Evariste Mongo, a member of the local administration, said on Monday the attacks occurred in the western cities of Carnot, Nola and Bambari. No injuries were reported.
Waves of violence
The diamond- and gold-rich nation of 4.7 million has struggled to stabilise due to successive waves of violence since 2013 that have killed thousands and forced more than a million from their homes.
“As of today, we do not know the proportion of Central Africans who were able to vote,” Momokouama said.
He said the commission was waiting for results from the regions for collation. The commission would then forward the provisional results to the constitutional court which will publish them.
The election campaign was marred by threats from armed rebel groups that promised to march on the capital and disrupt the vote after several candidates, including former President Francois Bozize, were barred from running.

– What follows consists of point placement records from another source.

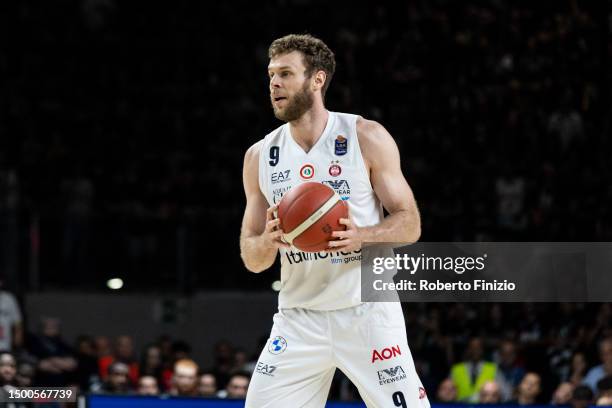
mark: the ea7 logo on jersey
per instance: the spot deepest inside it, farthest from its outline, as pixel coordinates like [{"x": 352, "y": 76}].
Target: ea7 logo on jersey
[
  {"x": 386, "y": 353},
  {"x": 265, "y": 369},
  {"x": 340, "y": 186},
  {"x": 391, "y": 375},
  {"x": 280, "y": 176},
  {"x": 277, "y": 193}
]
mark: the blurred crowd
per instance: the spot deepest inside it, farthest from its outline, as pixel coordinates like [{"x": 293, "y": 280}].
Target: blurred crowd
[
  {"x": 124, "y": 127},
  {"x": 525, "y": 354}
]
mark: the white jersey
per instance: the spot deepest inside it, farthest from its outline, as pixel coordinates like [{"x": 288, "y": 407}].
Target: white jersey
[{"x": 320, "y": 281}]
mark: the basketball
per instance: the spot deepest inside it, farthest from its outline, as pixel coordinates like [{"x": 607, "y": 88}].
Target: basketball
[{"x": 309, "y": 213}]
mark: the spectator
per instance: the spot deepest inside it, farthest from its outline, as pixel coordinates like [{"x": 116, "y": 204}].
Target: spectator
[
  {"x": 604, "y": 369},
  {"x": 185, "y": 378},
  {"x": 604, "y": 387},
  {"x": 11, "y": 328},
  {"x": 25, "y": 374},
  {"x": 604, "y": 401},
  {"x": 117, "y": 379},
  {"x": 151, "y": 363},
  {"x": 490, "y": 393},
  {"x": 563, "y": 394},
  {"x": 180, "y": 350},
  {"x": 470, "y": 375},
  {"x": 582, "y": 397},
  {"x": 237, "y": 386},
  {"x": 147, "y": 385},
  {"x": 207, "y": 385},
  {"x": 510, "y": 372},
  {"x": 578, "y": 368},
  {"x": 124, "y": 353},
  {"x": 102, "y": 347},
  {"x": 447, "y": 392},
  {"x": 529, "y": 389},
  {"x": 56, "y": 362},
  {"x": 8, "y": 369},
  {"x": 87, "y": 363}
]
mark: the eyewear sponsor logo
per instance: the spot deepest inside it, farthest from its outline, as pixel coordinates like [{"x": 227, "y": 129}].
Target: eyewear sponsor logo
[
  {"x": 391, "y": 375},
  {"x": 265, "y": 369}
]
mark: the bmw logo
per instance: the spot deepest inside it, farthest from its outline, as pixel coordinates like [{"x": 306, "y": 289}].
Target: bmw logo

Security forces, helped by more than 12,000 United Nations peacekeepers, and reinforcement from partners Russia and Rwanda, managed to fend off attacks in the capital and some towns, but rebels were able to stop the vote in some areas of a sparsely populated country larger than France.
On Friday, three UN peacekeepers were killed after an attack on domestic security forces and the MINUSCA mission in Dekoa, Kemo prefecture, and Bakouma in Mbomou prefecture.
Security Minister Henri Wanzet-Linguissara told the news conference that some rebel groups were aided by foreign mercenaries, enabling them to take control of some towns.
In Bouar, about 435km (270 miles) northwest of the capital where heavy gunfire prevented voting, terrified residents were still hiding in their homes on Monday.
“The armed groups are still near the town. Yesterday it was very difficult for us. We couldn’t vote. They ransacked polling stations. For now, the city is almost empty,” a resident said by phone.